The coronavirus has hit minority communities harder in terms of health by amplifying social and economic factors while also revealing deep-rooted inequities. Racial disparities that were present before the pandemic have only been compounded and are evident in the rates of minorities contracting the virus compared with their percentage of the population. This has especially been seen in Latino and multiracial communities in the United States. According to the CDC, Latinos make up 18% of the population and account for nearly 29% of Covid-19 cases. Similarly, those who identify as multiracial (non-Hispanic) make up 2% of the population but 5% of Covid-19 cases.

Source: CDC Covid Data Tracker (as of 5/20/21)

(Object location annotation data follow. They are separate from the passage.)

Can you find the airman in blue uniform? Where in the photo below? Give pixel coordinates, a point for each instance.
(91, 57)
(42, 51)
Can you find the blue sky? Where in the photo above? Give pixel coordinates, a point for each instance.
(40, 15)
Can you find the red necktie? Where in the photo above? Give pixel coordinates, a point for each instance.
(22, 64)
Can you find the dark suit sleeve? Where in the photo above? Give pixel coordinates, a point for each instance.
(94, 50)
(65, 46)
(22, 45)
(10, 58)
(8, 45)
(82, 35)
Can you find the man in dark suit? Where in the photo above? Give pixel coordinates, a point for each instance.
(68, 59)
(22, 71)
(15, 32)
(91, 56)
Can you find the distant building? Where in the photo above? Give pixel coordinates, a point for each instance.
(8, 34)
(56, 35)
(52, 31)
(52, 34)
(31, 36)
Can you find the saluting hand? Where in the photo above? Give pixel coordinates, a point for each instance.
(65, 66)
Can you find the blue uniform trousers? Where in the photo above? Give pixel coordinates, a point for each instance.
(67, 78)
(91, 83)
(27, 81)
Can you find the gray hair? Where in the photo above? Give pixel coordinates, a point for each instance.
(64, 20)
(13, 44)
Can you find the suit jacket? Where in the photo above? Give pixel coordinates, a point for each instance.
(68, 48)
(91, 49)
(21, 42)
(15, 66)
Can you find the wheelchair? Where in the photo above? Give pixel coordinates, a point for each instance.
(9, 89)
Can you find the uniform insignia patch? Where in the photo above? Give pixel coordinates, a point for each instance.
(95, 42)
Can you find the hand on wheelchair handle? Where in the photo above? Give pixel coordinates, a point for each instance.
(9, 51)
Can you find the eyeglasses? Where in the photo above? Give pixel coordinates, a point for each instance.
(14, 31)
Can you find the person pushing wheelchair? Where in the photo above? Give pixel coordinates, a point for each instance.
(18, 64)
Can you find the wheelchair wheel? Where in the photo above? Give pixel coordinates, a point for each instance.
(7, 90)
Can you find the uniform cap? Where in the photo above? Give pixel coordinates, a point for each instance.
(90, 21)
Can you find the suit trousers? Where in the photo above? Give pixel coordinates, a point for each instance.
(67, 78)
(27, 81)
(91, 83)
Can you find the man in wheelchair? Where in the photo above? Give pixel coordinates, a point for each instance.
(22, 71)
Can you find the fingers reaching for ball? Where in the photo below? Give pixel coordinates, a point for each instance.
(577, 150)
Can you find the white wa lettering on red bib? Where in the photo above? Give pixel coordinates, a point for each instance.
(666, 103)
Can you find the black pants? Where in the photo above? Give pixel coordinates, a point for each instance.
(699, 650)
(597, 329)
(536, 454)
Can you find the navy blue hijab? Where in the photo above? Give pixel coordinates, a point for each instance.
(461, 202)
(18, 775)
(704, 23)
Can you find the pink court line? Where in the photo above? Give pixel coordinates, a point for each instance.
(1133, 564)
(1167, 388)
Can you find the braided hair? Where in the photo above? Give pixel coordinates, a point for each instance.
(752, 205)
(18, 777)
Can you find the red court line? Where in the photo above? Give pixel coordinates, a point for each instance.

As a result of the pandemic, racial and ethnic disparities in access to behavior health care have also been illuminated. Interestingly, the rates of behavioral health disorders in Blacks and Latinos do not differ from the general population. Yet, they do have markedly less access to mental health and substance-use treatment services. According to the Substance Abuse and Mental Health Services Administration (SAMHSA), of the 4.8 million African Americans that live with mental health disorders 69.4% of them receive no treatment. Of the 6.9 million Hispanics who live with mental health disorders 67.1% receive no treatment. Both these statistics are alarmingly high when compared with the 56.7% of the overall U.S. population that do not receive treatment for mental illness. Likewise, alarming numbers can be seen in those with substance use disorder. Of the 2.3 million African Americans who have Substance Use Disorder, 88.7% do not receive treatment. Of the 3.3 million Hispanics who have Substance Use Disorder, 89.7% do not receive treatment.